Extended Data Fig. 5: Additional eQTL analysis.
From: Advancing regulatory variant effect prediction with AlphaGenome

Further characterization and stratification of AlphaGenome’s eQTL prediction performance. (a) Performance comparison on eQTL tasks (Coefficient Spearman R, Sign auROC, Causality auROC zero-shot, Causality RF auROC) across individual GTEx tissues (see Methods for specific scorer configurations). For zero-shot tasks, AlphaGenome’s default variant scorer is used (Methods; Fig. 4a). For the supervised causality task (‘eQTL Causality (RF)’), results use the best-performing feature set (‘All scorers combined’; e). For Borzoi comparison, the published L2_DIFF scorer across all output tracks is used. (b) Performance on eQTL tasks (Coefficient, Sign, Causality) stratified by distance from variant to target gene TSS, compared to Borzoi and a 1/distance baseline for the causality task. (c) Performance on eQTL tasks stratified by broad functional classes based on variant location. TG = Target Gene; VTG = Variant target gene. (d) Performance on indel eQTLs for the Sign and Coefficient tasks stratified by indel size, comparing AlphaGenome and Borzoi. (e) Random forest performance on the eQTL causality task using different feature sets.

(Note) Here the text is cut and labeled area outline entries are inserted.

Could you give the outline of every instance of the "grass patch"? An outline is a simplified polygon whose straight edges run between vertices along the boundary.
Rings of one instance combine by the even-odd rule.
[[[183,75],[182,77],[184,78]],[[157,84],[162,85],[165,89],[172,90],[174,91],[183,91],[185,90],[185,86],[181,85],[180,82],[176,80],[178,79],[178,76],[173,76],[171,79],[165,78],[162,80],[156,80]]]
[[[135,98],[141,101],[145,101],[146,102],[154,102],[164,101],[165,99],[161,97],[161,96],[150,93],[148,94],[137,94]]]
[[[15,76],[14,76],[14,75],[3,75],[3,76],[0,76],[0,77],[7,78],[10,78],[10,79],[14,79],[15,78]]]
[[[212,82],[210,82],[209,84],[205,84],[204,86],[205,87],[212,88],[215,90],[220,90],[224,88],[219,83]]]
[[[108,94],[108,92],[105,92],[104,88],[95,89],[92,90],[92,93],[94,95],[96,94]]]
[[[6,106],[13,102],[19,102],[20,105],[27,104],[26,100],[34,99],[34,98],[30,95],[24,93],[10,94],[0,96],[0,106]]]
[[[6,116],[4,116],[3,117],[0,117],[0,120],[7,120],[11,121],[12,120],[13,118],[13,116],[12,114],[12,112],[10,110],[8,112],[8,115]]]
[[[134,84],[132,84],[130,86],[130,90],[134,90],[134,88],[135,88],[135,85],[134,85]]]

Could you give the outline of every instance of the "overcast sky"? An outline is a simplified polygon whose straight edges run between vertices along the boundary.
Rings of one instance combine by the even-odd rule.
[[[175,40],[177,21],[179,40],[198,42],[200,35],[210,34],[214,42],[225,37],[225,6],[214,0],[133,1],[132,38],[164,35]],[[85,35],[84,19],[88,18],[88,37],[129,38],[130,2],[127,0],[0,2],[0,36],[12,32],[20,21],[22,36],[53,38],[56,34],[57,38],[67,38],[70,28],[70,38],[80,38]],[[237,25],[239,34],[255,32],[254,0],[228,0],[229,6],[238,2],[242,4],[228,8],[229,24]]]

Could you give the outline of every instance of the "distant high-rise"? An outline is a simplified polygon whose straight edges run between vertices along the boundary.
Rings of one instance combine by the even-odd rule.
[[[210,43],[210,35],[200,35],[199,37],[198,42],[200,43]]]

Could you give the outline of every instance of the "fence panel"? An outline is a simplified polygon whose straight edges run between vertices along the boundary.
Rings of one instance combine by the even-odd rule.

Horizontal bar plot compares RF performance (auROC from Fig. 4g) when trained using features derived from all scorers combined or individual modality scorers (also comparing AlphaGenome to Borzoi outputs). (f) Observed versus predicted eQTL log2 fold change plotted against variant-TSS distance (within 262 kb, ensuring target TSS is within receptive field context). Observed values are allelic log-fold changes from Mohammadi et al.56, which were used to allow direct comparison with the scale of AlphaGenome’s predicted log-fold changes (Methods). (g) Sign accuracy as well as the fraction of eQTLs that pass a certain quantile-score cutoff visualized for all possible thresholds and four eQTL distance categories. The quantile score cutoff which leads to an overall (across distance bins) sign accuracy of 90% is highlighted. At this cutoff, sign accuracy is similar across distance categories, although recall is notably lower for distal variants. (h) Scatterplot comparing observed versus predicted effect sizes for 8,678 fine-mapped eQTLs filtered for high AlphaGenome prediction scores (>99th percentile of common variants). (i) Relationship between AlphaGenome’s quantile score threshold (x-axis; Methods) and the resulting performance (y-axis) for eQTL Sign accuracy and Coefficient Spearman R tasks.